Bit of a thread necro, but it be a good thread nevertheless. New news via Bloomberg:
------------------
By Fabiola Zerpa
and Peter Millard
September 11, 2020, 11:56 AM EDT
------------------
Venezuela’s capacity to produce some much-needed gasoline and diesel of its own hinges on a single oil play. To tap it, the Nicolas Maduro regime is willing to cannibalize the country’s crumbling energy infrastructure to pay contractors with scrap metal.
Unlike the tar-like crude from Venezuela’s Orinoco region, the light oil from Monagas state is the only kind that’s easy to process into fuel at the country’s aging refineries. It’s also the only area where production doesn’t require the help of sanction-wary partners.
So, with the U.S. considering further steps to curb the country’s fuel imports, cash-strapped state producer Petroleos de Venezuela SA is offering to pay for major repairs at pumping stations and compression plants in Monagas with scrap metal and parts from idled oil facilities, people familiar with the situation said, asking not to be named because the information isn’t public.

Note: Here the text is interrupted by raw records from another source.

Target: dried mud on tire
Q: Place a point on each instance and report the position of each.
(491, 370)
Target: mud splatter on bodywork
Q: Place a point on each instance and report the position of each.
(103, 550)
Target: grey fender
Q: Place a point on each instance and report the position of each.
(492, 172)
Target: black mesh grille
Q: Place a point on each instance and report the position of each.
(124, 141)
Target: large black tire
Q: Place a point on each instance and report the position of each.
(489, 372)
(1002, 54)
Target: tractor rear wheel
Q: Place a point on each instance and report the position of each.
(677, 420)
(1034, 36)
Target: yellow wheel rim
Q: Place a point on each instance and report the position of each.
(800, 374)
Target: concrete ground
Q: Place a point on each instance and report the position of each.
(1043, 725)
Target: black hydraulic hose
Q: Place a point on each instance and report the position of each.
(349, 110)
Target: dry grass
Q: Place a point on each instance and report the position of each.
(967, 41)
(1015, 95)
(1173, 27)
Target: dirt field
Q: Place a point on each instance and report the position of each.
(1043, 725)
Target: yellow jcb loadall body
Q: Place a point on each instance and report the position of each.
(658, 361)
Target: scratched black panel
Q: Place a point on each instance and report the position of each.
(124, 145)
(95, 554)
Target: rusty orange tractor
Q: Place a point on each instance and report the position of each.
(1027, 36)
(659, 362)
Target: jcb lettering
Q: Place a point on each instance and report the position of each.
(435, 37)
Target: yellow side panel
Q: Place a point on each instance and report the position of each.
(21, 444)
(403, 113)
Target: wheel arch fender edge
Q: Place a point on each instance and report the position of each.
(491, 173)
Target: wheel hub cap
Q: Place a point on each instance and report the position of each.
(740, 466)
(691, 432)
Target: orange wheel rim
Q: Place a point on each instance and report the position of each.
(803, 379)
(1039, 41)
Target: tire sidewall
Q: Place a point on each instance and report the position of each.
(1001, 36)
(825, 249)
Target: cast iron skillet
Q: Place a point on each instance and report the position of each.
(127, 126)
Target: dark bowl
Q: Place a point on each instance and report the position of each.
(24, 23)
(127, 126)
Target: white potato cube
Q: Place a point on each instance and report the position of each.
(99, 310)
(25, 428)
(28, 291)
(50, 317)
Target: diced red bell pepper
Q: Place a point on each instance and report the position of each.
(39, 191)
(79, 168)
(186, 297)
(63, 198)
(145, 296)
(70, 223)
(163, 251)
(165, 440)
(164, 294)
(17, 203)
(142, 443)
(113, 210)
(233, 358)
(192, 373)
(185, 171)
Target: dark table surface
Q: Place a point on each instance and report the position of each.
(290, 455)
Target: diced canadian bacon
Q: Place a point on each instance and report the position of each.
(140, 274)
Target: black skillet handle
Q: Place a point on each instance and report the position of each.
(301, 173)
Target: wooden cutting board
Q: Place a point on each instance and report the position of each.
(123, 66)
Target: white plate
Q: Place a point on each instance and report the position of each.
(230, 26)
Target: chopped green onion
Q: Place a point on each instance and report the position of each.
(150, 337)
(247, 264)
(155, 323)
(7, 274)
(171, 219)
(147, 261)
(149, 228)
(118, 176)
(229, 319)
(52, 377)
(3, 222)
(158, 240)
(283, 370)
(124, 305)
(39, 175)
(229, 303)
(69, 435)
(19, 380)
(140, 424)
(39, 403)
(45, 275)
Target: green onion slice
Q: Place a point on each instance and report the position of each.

The move follows failed attempts to obtain $800 million in financing from suppliers, payable with crude and fuel, the people said. PDVSA is still offering to pay in crude or fuel, they said, but sanctions complicate such transactions and nothing has been decided.
The country so far has relied on shipments from Iran to ease a fuel shortage that often forces Venezuelans to queue for hours and even days to fill up, with many gas stations in Caracas shutting or rationing fuel.
The prospect of worsening shortages, increasing international isolation and growing social unrest has PDVSA grappling to revive a refining network crippled by years of mismanagement and pillage by criminal gangs. Boosting production and processing of light crude from Monagas is the country’s best shot at securing some measure of domestic fuel supplies.